Ever wanted to know the source of a tweet? Just @whosaidthis_bot and I'll tell you where it came from
https://twittersourcebot.tech/
15 stars 1 forks source link

Processing Large Files #50

Open CryogenicPlanet opened 4 years ago

CryogenicPlanet commented 4 years ago

From @rithvikmahin #24

Cause of issue: The sources found include PDF documents and academic papers that are very long, with over 1.5 million characters. SpaCy takes too long (over 30 seconds) to run nlp(text) and create a document object from the text and stalls the entire processing system.

Temporary solution: Created a timer that stops processing that document if it takes longer than 30 seconds and moves on to the next one.

Potential solution / TODO: Add a queue for all tweets that take longer than 30 seconds to process, and return a "Will provide the source later" statement to the user. Once the tweets are processed, return them to the user at any point in time later.

CryogenicPlanet commented 4 years ago

I had a potential solution to this and wanted your opinion @lunaroyster on it. For right now, we have a 30 second timeout and then we say we cannot cite it but I was thinking we could make a special case for these large files and add them to some sort of like queue in the background and process them when there are no other active tweets so that they can take as much time as they need.
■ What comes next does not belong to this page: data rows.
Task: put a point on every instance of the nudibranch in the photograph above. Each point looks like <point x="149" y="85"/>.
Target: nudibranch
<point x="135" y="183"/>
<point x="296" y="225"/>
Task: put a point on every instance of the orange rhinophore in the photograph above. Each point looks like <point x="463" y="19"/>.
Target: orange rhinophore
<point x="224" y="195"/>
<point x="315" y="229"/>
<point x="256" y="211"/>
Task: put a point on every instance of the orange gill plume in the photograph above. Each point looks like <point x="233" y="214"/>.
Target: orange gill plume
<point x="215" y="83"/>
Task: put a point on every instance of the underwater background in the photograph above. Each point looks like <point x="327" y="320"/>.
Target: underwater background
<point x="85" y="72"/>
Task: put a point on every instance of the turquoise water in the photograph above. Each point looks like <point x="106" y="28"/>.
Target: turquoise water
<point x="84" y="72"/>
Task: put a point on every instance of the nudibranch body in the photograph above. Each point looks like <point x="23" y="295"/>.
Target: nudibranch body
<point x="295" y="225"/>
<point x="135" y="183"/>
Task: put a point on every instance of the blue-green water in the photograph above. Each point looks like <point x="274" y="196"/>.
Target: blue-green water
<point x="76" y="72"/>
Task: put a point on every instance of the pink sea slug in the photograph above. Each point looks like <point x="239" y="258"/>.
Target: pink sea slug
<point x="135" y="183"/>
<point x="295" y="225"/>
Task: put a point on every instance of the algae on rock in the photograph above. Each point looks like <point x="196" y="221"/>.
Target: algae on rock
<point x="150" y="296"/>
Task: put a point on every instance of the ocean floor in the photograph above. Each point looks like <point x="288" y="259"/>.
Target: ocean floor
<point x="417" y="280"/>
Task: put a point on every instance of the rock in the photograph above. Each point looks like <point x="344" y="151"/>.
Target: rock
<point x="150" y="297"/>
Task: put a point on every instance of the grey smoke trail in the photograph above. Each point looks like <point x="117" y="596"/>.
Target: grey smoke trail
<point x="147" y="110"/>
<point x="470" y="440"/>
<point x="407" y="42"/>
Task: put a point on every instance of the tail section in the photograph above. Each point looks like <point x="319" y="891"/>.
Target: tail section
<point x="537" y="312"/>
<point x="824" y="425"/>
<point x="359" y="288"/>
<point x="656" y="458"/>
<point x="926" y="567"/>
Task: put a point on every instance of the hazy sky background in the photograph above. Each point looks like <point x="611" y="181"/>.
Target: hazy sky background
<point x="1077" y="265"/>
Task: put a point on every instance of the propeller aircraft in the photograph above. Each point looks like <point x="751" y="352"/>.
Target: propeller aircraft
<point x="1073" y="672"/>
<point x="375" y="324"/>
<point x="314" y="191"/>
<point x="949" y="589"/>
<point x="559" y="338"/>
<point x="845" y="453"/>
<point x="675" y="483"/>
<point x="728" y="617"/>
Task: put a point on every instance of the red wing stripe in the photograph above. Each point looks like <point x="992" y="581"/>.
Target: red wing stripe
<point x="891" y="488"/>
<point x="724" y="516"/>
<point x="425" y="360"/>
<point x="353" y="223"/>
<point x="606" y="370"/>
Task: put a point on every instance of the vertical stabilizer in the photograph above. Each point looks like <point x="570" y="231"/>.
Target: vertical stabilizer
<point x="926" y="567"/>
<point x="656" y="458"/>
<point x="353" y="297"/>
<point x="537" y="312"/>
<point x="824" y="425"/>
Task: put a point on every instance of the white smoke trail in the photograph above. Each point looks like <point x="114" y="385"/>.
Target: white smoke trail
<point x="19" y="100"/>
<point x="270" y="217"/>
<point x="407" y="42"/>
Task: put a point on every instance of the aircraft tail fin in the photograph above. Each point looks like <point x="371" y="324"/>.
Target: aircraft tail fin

So this would involve have a third promise statement, right now we have one of the sources resolves or none of them do, but we would need a third where one of them is classified as this large source. At this point we thought we could reply to the user saying hey we couldn't do it now but we'll continue trying or something.

Question 1: How would we implement this third promise state?

After this I was thinking we make a queue of these large sources and slowly go through them and pause them if a new tweet comes in.

Question 2: What's a good way to do this?

So @lunaroyster what do you think of this overall idea? Any better ways to fix the problem? Could we potentially use some decentralized thing to do this?

Could use those cheap fading repl kinda of servers to get more compute power for these and do them?